Era un buon conoscitore di donne: rassomigliava da questo lato
al padre, che aveva subito il fascino della vita voluttuosa
dei musulmani, e non contento delle quattro mogli prese successivamente, s'era
fatto un harem, sfidando i rimproveri, gli scrupoli e l'orrore del clero. In questo Guglielmo aveva superato il padre, di cui aveva
subito il fascino in altre qualità dello spirito. Nell'avarizia, per esempio, e
nella ferocia dei castighi. Gli restava di gran lunga inferiore nell'attività maravigliosa,
nel fine senso politico, nella opportuna e sapiente prudenza e nella magnanimità,
quando era necessaria: qualità che avevan fatto di lui il più grande monarca e
statista del suo tempo.
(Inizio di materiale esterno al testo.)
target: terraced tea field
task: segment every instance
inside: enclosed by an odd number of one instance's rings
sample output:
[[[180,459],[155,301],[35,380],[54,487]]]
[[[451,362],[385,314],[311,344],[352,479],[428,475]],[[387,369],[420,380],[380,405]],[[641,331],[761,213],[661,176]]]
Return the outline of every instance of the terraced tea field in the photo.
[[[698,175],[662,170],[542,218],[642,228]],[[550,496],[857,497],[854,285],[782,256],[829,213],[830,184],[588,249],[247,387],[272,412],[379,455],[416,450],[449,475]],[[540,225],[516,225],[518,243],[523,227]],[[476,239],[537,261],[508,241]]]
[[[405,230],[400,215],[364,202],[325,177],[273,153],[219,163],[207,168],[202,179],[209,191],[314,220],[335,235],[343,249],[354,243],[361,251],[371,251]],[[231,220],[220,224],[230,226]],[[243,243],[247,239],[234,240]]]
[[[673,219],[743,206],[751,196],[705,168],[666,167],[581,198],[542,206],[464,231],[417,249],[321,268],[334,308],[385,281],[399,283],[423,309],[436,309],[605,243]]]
Guglielmo amava troppo la voluttà, per aver tempo di
occuparsi dello Stato. Egli non serbava gli odi tenacemente; era così
snervato, che non aveva neppur l'energia dell'odio; negli impeti era terribile
e crudele; ma passato l’impeto impulsivo, le nuove impressioni affievolivano e
talvolta spegnevano le antiche, e non rimaneva che un’ombra di odio o di
avversione passiva; talvolta però essa si ravvivava.
Luigi Natoli.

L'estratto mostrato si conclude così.